If Boehner moves forward to file suit against the president for usurping Congress’s legislative authority, it will then be up to federal judges to decide whether to stop the president from exercising authority Congress says he does not have—or give their judicial stamp of approval to what the House declares a usurpation by the president.
The Rules Committee report on H. Res. 676 cites a number of instances in which the committee concluded Obama exceeded his authority. These include, among others, delaying Obamacare’s employer mandate, releasing five captured Taliban from Guantanamo Bay without giving Congress advanced notice as required by law, and unilaterally acting to suspend enforcement of the immigration laws against some illegal aliens.
The Rules Committee’s report rejected the idea that the House should use its own constitutional power of the purse to prevent Obama from abusing his authority.
“Critics of the litigation have argued that the House could attempt to use tools otherwise available to the legislative branch to remedy executive encroachment into legislative powers,” says the report. “However, those options are inappropriate remedies to address the president’s unilateral actions, as none of them force the president to reverse course.

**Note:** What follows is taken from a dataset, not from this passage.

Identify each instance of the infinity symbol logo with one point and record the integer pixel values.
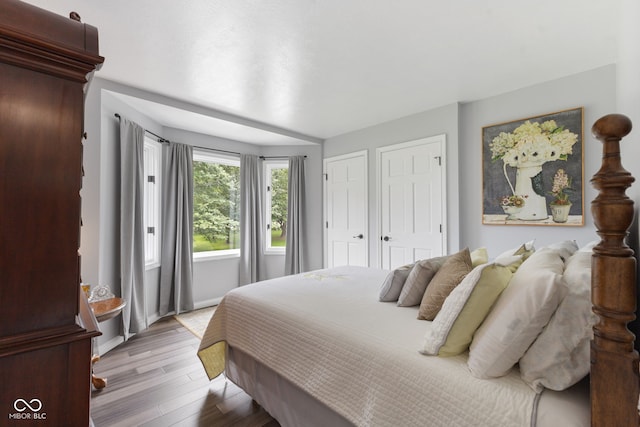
(21, 405)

One suggestion was to defund agencies or legislate again ‘for emphasis.’ However, the Founders never intended that Congress legislate twice just to ensure its laws have meaning.”
The Democrats on the House Rules Committee published dissenting views in the report. They rejected the substance of the Republicans’ complaint against Obama for exceeding his authority. But they also noted that the Constitution gives Congress it is own powers to curb excesses by the Executive Branch.
“Likewise, Article I of the Constitution gives to Congress powers such as those to: legislate (including to repeal statutes or disapprove of regulations, and including the incidental authority to conduct oversight and investigations); impeach; override vetoes; borrow money; regulate commerce; declare war; appropriate (and therefore condition the appropriation of) money; and, make all laws that are necessary and proper for carrying out their other powers,” said the dissenting Democrats.
“The Senate also has the power to ratify treaties and confirm presidential appointees,” they said. “Each of these powers has been used at one time or another to check the power of the president. The Framers of the Constitution as well as the courts ever since have said that these powers, and not civil actions brought in court, are the instruments with which these two political branches are to settle disputes between them.”
“In fact, one of the most dangerous possible consequences of this lawsuit would be an unprecedented aggrandizement of the Judicial Branch,” said the dissenting Democrats. “If Congress starts relying on judges, instead of the tools the Constitution actually gives us to check executive power, we will effect a transfer of a great deal of our authority to the judiciary.”